Pseudo-integrable billiards and arithmetic dynamics

TL;DR

This paper introduces a new class of billiard systems with boundaries formed by confocal conic arcs containing reflex angles, revealing unique dynamical and topological properties influenced by arithmetic conditions rather than geometry.

Contribution

It develops a comprehensive study of pseudo-integrable billiards with reflex angles, including invariant leaves of higher genus, a local Poncelet theorem, and connections to interval exchange transformations.

Findings

Invariant leaves of higher genus are induced by reflex angles.

Dynamical behavior depends on arithmetic of rotation numbers, not geometry.

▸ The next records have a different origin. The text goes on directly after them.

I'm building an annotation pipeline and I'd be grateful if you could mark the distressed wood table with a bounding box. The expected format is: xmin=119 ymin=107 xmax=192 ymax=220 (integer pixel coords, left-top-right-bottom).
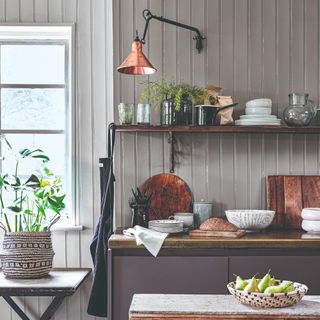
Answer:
xmin=129 ymin=294 xmax=320 ymax=320
xmin=0 ymin=268 xmax=91 ymax=320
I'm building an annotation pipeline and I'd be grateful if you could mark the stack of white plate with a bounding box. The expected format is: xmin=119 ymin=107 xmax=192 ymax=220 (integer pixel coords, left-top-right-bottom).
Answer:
xmin=301 ymin=208 xmax=320 ymax=234
xmin=149 ymin=220 xmax=183 ymax=233
xmin=235 ymin=99 xmax=281 ymax=126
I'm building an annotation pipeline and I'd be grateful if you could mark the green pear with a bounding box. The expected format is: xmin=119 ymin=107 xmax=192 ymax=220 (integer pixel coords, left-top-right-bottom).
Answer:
xmin=235 ymin=276 xmax=248 ymax=290
xmin=243 ymin=276 xmax=260 ymax=292
xmin=268 ymin=277 xmax=277 ymax=287
xmin=264 ymin=281 xmax=293 ymax=293
xmin=258 ymin=270 xmax=271 ymax=292
xmin=284 ymin=284 xmax=296 ymax=292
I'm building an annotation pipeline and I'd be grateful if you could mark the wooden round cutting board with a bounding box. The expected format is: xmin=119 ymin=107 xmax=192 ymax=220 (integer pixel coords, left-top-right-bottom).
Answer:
xmin=140 ymin=173 xmax=192 ymax=220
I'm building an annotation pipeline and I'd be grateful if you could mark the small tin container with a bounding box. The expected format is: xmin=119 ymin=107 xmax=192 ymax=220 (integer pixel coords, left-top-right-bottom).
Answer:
xmin=137 ymin=103 xmax=151 ymax=125
xmin=192 ymin=199 xmax=213 ymax=227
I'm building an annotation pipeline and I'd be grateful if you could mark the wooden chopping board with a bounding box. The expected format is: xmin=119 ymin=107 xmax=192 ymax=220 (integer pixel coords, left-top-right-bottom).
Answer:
xmin=266 ymin=175 xmax=320 ymax=229
xmin=189 ymin=229 xmax=246 ymax=238
xmin=140 ymin=173 xmax=192 ymax=220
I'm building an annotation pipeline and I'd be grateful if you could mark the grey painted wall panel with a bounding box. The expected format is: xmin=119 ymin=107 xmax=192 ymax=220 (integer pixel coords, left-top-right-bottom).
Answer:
xmin=0 ymin=0 xmax=114 ymax=320
xmin=114 ymin=0 xmax=319 ymax=226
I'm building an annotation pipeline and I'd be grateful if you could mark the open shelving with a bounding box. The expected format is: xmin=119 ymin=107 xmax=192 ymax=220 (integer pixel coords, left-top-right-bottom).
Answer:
xmin=116 ymin=125 xmax=320 ymax=173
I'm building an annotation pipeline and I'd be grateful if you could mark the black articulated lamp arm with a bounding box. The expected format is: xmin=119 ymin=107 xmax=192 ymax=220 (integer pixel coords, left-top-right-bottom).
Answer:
xmin=141 ymin=9 xmax=205 ymax=53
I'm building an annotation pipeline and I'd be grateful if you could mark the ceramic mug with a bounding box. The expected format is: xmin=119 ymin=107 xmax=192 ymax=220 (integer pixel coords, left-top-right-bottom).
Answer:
xmin=169 ymin=212 xmax=193 ymax=228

A local Poncelet theorem and conditions for periodicity are established.

Abstract

We introduce a new class of billiard systems in the plane, with boundaries formed by finitely many arcs of confocal conics such that they contain some reflex angles. Fundamental dynamical, topological, geometric, and arithmetic properties of such billiards are studied. The novelty, caused by reflex angles on boundary, induces invariant leaves of higher genera and dynamical behaviour different from Liouville-Arnold's theorem. Its analogue is derived from the Maier theorem on measured foliations. A local version of Poncelet theorem is formulated and necessary algebro-geometric conditions for periodicity are presented. The connection with interval exchange transformation is established together with Keane's type conditions for minimality. It is proved that the dynamics depends on arithmetic of rotation numbers, but not on geometry of a given confocal pencil of conics.